• When soil at time 2 a later date show a higher carbon value than the same soil at time 1 an earlier date the difference or increase of carbon and nitrogen would represent sequestration. When soils are initially very depleted in soil carbon and nitrogen the improvement or increase of these levels show a curve of plateau or steady state called by economic a curve of diminishing return. Soil scientist sees the state of not continuing to show soil carbon and nitrogen as a type of saturation. It can be argued that the soil is really not saturated as soil profile layers grow in depth. While much work concentrates on the 15 cm top soil depth anthrosol can accumulate layers of more than 300 cm deep.  The use of compost biochar cover cropping can lead to enhanced soil sequestration. These will contribute as long as they are employed. The use of fallow and plow tillage will lead to loss of carbon and nitrogen from the soil and rather than contribute to reducing greenhouse gases will become major contributors to them. While most current greenhouse gas elevation comes for fossil fuel use. The enrichment of greenhouse gases has also been seen as initiated by an agricultural revolution which causes major greenhouse gas generation from burning clearing and plowing for agricultural field expansion. The agricultural revolution was initiated a little over 10000 years ago which coincides with the ending of the last ice age.  
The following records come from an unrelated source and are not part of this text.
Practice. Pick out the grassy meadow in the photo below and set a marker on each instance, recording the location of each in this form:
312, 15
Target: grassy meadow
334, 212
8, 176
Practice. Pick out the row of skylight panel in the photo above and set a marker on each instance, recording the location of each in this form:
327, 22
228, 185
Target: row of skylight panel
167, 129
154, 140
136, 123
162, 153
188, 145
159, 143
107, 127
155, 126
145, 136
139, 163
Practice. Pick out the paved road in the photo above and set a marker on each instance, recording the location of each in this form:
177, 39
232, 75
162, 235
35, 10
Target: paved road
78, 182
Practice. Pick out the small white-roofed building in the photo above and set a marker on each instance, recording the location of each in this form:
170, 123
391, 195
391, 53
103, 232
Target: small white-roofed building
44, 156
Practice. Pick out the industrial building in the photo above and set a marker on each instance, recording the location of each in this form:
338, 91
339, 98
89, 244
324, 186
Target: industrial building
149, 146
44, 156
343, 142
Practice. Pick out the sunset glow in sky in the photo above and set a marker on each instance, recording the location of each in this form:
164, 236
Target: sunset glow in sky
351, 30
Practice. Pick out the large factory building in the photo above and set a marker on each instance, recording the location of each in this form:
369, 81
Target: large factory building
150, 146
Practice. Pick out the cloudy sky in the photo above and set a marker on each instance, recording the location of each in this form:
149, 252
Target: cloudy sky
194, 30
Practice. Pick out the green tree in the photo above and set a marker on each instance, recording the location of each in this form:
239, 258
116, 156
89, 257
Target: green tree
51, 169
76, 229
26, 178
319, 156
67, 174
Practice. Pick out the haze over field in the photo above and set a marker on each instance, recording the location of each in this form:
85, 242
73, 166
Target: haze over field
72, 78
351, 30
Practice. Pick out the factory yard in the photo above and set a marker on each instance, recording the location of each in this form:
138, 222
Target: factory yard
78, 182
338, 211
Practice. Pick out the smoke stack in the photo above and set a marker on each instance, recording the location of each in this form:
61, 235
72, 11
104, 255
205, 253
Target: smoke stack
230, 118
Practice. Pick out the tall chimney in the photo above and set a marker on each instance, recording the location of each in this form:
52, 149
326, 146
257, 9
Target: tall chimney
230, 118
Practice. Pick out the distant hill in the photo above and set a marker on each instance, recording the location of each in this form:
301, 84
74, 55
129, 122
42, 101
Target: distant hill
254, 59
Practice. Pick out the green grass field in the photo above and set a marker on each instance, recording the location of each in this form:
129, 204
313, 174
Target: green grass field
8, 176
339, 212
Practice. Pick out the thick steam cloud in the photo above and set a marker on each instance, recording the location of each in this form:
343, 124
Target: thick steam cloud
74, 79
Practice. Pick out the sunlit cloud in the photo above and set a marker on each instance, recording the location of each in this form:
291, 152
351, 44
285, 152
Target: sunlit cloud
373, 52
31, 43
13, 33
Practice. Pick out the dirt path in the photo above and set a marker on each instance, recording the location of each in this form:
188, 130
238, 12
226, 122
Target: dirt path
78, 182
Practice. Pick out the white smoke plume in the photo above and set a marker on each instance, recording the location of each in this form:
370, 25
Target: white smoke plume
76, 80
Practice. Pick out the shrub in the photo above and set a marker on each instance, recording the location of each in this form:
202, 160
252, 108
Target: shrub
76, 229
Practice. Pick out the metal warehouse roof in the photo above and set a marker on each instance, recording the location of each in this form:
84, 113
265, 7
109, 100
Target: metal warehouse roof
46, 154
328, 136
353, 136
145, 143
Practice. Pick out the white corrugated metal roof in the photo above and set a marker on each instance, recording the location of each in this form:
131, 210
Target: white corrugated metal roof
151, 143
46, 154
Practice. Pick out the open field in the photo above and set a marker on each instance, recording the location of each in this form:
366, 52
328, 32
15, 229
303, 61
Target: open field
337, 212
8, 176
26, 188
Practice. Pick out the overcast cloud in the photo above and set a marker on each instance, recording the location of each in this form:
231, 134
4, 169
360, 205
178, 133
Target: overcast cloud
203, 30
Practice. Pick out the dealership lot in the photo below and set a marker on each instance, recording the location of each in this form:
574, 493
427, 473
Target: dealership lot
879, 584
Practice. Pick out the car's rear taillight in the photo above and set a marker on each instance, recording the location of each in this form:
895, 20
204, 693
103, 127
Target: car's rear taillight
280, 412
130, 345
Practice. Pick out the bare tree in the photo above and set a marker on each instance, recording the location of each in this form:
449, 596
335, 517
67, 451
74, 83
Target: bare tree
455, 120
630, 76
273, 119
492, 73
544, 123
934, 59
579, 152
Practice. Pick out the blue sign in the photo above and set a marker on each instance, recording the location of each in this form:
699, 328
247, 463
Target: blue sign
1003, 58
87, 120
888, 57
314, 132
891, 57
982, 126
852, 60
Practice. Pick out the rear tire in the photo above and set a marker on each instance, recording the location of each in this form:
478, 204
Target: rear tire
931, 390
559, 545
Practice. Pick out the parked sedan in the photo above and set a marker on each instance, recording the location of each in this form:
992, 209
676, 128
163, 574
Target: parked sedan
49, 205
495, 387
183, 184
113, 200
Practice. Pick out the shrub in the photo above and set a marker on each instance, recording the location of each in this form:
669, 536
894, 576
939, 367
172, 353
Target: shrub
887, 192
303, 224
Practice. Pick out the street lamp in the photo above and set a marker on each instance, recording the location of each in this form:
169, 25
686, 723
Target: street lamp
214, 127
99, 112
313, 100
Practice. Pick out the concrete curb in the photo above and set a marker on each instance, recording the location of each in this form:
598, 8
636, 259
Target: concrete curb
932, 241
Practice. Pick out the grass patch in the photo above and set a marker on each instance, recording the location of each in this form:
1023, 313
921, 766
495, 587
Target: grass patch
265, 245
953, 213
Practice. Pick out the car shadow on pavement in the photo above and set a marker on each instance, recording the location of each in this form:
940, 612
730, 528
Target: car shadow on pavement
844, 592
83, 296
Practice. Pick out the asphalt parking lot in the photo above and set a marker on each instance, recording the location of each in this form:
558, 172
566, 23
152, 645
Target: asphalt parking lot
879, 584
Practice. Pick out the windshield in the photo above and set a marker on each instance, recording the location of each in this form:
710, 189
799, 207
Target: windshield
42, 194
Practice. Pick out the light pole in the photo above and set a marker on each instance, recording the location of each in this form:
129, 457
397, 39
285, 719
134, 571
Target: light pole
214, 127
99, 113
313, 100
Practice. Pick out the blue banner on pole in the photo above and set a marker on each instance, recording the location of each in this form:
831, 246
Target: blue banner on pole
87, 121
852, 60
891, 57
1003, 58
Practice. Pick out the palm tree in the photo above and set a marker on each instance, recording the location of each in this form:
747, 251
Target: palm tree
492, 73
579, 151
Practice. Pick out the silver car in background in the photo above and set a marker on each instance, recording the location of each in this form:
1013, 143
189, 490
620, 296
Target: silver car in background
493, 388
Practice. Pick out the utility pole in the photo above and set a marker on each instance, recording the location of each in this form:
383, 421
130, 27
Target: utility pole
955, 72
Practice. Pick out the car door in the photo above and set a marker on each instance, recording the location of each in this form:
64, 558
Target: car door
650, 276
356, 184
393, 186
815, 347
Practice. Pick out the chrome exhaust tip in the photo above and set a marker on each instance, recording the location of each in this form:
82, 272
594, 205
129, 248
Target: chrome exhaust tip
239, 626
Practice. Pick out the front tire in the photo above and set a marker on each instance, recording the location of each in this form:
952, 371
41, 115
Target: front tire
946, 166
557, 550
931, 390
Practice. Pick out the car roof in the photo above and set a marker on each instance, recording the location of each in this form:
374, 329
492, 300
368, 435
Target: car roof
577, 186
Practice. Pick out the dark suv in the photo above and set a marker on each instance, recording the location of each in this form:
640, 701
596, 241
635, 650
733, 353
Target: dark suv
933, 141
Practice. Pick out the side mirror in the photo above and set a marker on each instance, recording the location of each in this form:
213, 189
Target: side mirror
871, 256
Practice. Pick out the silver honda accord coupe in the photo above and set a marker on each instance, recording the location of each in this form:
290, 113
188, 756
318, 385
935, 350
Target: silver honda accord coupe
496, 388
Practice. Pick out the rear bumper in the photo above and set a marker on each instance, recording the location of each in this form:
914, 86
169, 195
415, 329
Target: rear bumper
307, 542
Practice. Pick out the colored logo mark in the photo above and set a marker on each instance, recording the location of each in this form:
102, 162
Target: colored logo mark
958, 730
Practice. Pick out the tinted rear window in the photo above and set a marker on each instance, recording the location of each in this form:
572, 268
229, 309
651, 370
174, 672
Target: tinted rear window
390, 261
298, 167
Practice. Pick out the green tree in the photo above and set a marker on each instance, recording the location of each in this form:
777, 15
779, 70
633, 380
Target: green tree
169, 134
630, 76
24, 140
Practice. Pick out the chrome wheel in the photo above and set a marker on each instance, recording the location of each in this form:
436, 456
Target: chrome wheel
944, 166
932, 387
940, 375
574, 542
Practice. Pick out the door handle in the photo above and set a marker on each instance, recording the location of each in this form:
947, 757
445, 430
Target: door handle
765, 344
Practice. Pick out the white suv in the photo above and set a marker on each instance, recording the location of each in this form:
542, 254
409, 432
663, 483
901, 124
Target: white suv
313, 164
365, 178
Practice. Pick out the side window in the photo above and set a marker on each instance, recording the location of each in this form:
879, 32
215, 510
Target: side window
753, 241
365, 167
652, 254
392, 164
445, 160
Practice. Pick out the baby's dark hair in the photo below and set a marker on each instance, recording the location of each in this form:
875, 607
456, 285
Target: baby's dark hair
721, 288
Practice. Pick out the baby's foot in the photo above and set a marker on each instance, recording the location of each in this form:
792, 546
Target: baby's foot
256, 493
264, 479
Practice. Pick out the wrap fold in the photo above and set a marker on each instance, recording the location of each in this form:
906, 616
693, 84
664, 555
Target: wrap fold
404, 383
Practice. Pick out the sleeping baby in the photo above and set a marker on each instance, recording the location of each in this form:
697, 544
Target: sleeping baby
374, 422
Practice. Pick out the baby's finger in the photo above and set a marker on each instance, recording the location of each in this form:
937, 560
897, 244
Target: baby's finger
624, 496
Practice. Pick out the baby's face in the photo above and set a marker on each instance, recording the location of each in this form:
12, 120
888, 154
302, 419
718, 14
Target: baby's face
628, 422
The concentration will stabilise depending on a number of properties of the system, not just the soil.   Sequestered SOM contains not just C, but N, P S etc

For those interested in the potential role of agriculture kickstarting climate change check out Ruddimann Hypothesis as a search term. 

Thanks so much Dr Happerly and Dr Milham for sharing your answer

Soils become "saturated" with carbon when the sequestration capacity is met. Soil texture, mineralogy, climate, etc all affect this capacity. Carbon can be stored in macro- and microaggregates in soil as well as being adsorbed onto surfaces of silt and clay particles. Thus, soils with more silt and clay that have greater capacity to aggregate and adsorb and protect or slow organic carbon-containing materials from further decomposition generally will have more absolute capacity to sequester carbon. Once this capacity is met, additional added organic carbon tends to be less protected from microbial mineralization..  

Soil C sequestration is the process of converting plant C fixed through photosynthesis to soil organic C as plant residue is returned to the soil, C sequestration rate is the rate of increase (positive) or decrease in soil organic C per year. As C is continuously sequestered in the soil over time, there comes a time when there will be no more sequestration due to high C level. This is called C saturation.